We have developed a hypothesis-testing framework to justify the choice of a model of evolution (Huelsenbeck and Crandall 1997
). We have also developed software (Modeltest, freely distributed at our web site: http://bioag.byu.edu/zoology/crandall_lab/programs.htm) that uses likelihood ratio tests to determine the model that best fits the data at hand (Posada and Crandall 1998
). Once a model of evolution is chosen, phylogenetic relationships among sequences can be estimated using either the neighbor-joining algorithm (Saitou and Nei 1987
) or the maximum-likelihood criterion (Felsenstein 1981
). Our data sets were too large for maximum-likelihood analyses because of the computational expense of this method with large numbers of sequences. Therefore, we used the neighbor-joining method to estimate phylogenetic relationships. The PIA and PIB sequences show little phylogenetic structure due to geography or date of isolation, in concordance with previous results (Smith, Maynard Smith, and Spratt 1995
). This lack of phylogenetic structure is likely to be the consequence of extensive recombination in the porB gene, since we have reduced the possibility of error due to inappropriate models of evolution. Even after removing recombinant fragments that were detected by the method of Grassly and Holmes (1997)

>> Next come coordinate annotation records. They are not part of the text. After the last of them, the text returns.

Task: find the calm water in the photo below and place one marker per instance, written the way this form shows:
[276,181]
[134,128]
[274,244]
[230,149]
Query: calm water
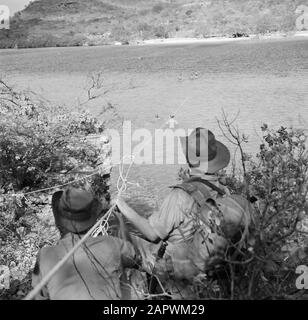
[266,81]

, we did not observe geographic or temporal phylogenetic structure. This is not surprising, because most of the recombination is probably still undetected by their method. Further progress in phylogenetic analysis of N. gonorrhoeae will require the development of improved methods to detect recombination or to deal with recombination in phylogenetic reconstructions. These are both areas of research that our group is actively pursuing.
The results of our population genetic analysis clearly reinforce the idea that recombination is extensive in N. gonorrhoeae. We also show that recombination appears to be similar in both the PIA and the PIB homology groups. However, these groups differ greatly in their levels of genetic diversity. The diversity generated by point mutation is reflected by the estimates of the parameter (2Neiµ), while the estimates of the parameter C (2Neic) indicate the diversity generated by recombination. Hence, if we divide one by the other, we will have an estimate of the ratio c/µ, which can be interpreted as the relative chance of recombination per site versus the chance of point mutation per site. The high ratios of the recombination rate to the mutation rate (c/µ) for all of the populations (table 2
) indicate that recombination is a major force generating diversity in N. gonorrhoeae. Again, there is a distinction between the PIA and the PIB groups in that the PIA group has a much higher c/µ ratio than does the PIB group, suggesting differences in the roles of recombination and mutation in generating diversity in these two homology groups. This interaction among recombination and mutation and its contribution to the evolution of natural populations has been also described for plant viruses (Aranda et al. 1997
).
The Neim estimates for the PIA sequences did not make geographic sense, in that those locations in closer geographic proximity showed lower levels of gene flow, most likely because of the small sample sizes of sequences from North Carolina (two) and Washington, D.C. (three). However, for the PIB sequences, closer locations showed higher levels of gene flow, suggesting that geographic distance may be a factor in the spread of genetic diversity among isolates of N. gonorrhoeae. This is contradictory to the interpretation by Smith, Maynard Smith, and Spratt (1995)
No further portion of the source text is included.